Sara Mesa – Die Familie
- Stephanie Schaefers
- Mai 25, 2025
- #familiengeschichte, #roman, #spanischeliteratur, #wagenbachverlag
Als heimliche Beobachter:innen betreten wir im ersten Kapitel von DIE FAMILIE eine Wohnung, die sofort Unbehagen auslöst: Keine Spur von Wärme oder Geborgenheit – nur eine trügerische Ordnung, hinter der sich Bedrohung und Verstellung verbergen. Der Blick fällt auf verborgene Winkel, auf ein Versteck im Schrank. Von hier aus sind wir gezwungen, genau hinzusehen: Welche Szenen spielen sich hier über Jahre hinweg ab?
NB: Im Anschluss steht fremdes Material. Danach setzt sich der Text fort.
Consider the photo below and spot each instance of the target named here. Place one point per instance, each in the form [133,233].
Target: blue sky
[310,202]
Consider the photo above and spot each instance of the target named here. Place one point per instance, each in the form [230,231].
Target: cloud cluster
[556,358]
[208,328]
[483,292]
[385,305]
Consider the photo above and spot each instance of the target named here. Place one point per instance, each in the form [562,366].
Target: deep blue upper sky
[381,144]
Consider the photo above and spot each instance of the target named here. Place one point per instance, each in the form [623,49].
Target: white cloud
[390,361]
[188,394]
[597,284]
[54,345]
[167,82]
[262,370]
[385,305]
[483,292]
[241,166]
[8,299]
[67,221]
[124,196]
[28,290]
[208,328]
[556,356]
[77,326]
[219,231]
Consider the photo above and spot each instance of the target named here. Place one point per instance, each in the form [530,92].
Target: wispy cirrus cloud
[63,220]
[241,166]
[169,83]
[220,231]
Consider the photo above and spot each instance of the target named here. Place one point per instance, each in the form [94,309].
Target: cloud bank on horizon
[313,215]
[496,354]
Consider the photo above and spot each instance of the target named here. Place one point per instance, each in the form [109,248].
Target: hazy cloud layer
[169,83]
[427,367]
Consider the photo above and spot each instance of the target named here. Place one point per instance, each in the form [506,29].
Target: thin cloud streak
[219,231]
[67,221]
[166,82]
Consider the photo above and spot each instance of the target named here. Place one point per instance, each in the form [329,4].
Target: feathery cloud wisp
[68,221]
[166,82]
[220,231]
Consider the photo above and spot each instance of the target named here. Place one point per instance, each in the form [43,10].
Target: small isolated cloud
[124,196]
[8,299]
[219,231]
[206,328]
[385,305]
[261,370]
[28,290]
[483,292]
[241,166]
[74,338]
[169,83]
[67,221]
DIE FAMILIE besteht aus Vater Damián und Mutter Laura. Zu den drei Kindern Damián jun., Rosa und Aqui kommt die adoptierte Nichte Martina hinzu. Damián ist Anwaltsgehilfe, gibt sich aber als Anwalt aus. Er verehrt Gandhi und engagiert sich öffentlich für benachteiligte Menschen. Als Experimentierfeld gelebter Werte instrumentalisiert er vor allem seine Familie, fordert von Frau und Kindern Ehrlichkeit und Vertrauen ein. Widerworte oder kritische Rückfragen sind tabu. Fernsehen? Comics? Mode? Besuche bei Freund:innen? Dies wird als falsche Zerstreuung abgelehnt.
Kapitel für Kapitel verfolgen wir die absurde Umsetzung dieses Familienlebens. Erkennen Damián als Patriarch, der Vertrauen mit Kontrolle und Geradlinigkeit mit Täuschung verwechselt. Zwar wendet er keine körperliche Gewalt an, erpresst seine Kinder jedoch moralisch, verstümmelt sie emotional.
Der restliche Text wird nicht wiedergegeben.